Told through the shifting perspectives of several key characters, on paper the tale should be even more dull than the average tolkein clone given that its story is often political and centres predominantly on human characters in a quasi-medieval setting. Martin demonstrates with great skill a fact I have always held true; everything you write need not be completely original if you are doing something original and exciting with it. The freshness of the tale is not in the broad brushstrokes of the world but in its detail. An example is his use of seasons, where winter and summer can last many years as if the planet was stuck in some erratic orbit, and from that creation the rules and political structures of the world follow and cause temperamental differences between the frost-bitten stubborn Starks and their more mutable gold encrusted adversaries. You can almost see how each part of the setting was created and the logic behind it, both in terms of an author creating a book and the organic evolution of a living breathing group of countries.

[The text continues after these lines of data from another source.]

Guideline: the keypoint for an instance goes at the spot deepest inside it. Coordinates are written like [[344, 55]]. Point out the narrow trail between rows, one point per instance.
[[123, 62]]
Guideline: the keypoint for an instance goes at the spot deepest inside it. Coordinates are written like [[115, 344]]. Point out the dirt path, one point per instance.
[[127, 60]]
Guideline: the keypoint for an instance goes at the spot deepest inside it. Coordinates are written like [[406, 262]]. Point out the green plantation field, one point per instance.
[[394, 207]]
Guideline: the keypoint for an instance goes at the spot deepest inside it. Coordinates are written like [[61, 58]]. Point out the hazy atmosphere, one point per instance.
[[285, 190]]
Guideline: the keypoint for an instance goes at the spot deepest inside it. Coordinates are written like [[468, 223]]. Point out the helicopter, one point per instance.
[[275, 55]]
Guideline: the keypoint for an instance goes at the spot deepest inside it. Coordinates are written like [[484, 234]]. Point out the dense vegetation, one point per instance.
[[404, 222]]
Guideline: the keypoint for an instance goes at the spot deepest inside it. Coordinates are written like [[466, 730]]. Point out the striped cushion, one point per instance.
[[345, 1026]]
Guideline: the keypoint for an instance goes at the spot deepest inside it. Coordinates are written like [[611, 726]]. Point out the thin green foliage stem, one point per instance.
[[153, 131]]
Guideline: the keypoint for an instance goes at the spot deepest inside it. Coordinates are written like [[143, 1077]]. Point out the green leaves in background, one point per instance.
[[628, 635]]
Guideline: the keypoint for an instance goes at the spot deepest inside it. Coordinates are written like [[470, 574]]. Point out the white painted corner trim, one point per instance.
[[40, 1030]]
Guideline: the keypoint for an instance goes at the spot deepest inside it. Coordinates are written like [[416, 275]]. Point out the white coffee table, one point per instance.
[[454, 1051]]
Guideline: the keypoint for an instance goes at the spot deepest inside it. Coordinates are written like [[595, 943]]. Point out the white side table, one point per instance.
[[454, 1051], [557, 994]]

Martin gives us a feast of memorable characters, partly because many are slightly caricaturish in nature (the bastard, the stubborn but honourable night, the tom-boy little girl to name a few) but mainly because the insight into the minds of the viewpoint characters makes you feel close empathy with them, usually right before they meet with tragedy.
The darker side of life and the black irony that go with it is certainly a place Martin loves to explore with uncompromising zeal. To describe it as a dark tale would be an understatement, it tugs at your heart from multiple angles and messes with traditional notions of good and evil, chivalry and in particular the nature and consequence of heroism. By the end you are sure there can be no happy endings for anyone, and moreover you are unclear as to who you would wish to give such an ending if you held the quill.
And while succinctness is not a skill in high evidence, every word of AGOT is an absolutely joy to read. Martin utilises his extensive vocabulary to poetic effect throughout the novel and while it is not true to call it an effortless read it is a rewarding one. Certain sections of the book (one involving a crow springs to mind) are among the most powerfully written and emotively imaged I have ever read. In this high skill, Martin reminds me very much of Thomas Harris, possible my favourite novelist of all time.
If it has a flaw, AGOT could be criticised for failing to reach a tangible conclusion to events by the time it ends despite being over 700 pages in length. I appreciate this is largely because it is the start of a larger saga but there is a sense in which book one rolls into book two and the division between them is quite arbitrary. In reality by the time you are half way through you will have already ordered the next book in the series and will just want to know what happens next. This is a tale as much about the journey as the destination, writing at its most artful.
There are easier books to read out there but few so engaging. Despite its length you reach critical mass eventually where you simply cannot wait to see what happens next. There is no wastage or half-composed paragraphs either; everything sings and I think it says a lot that the recent HBO series has chosen to stick very closely to it for both plot and dialogue. This is a must read and while I appreciate the genre will appeal to some more than others this is still one of the few books I would recommend to absolutely anyone.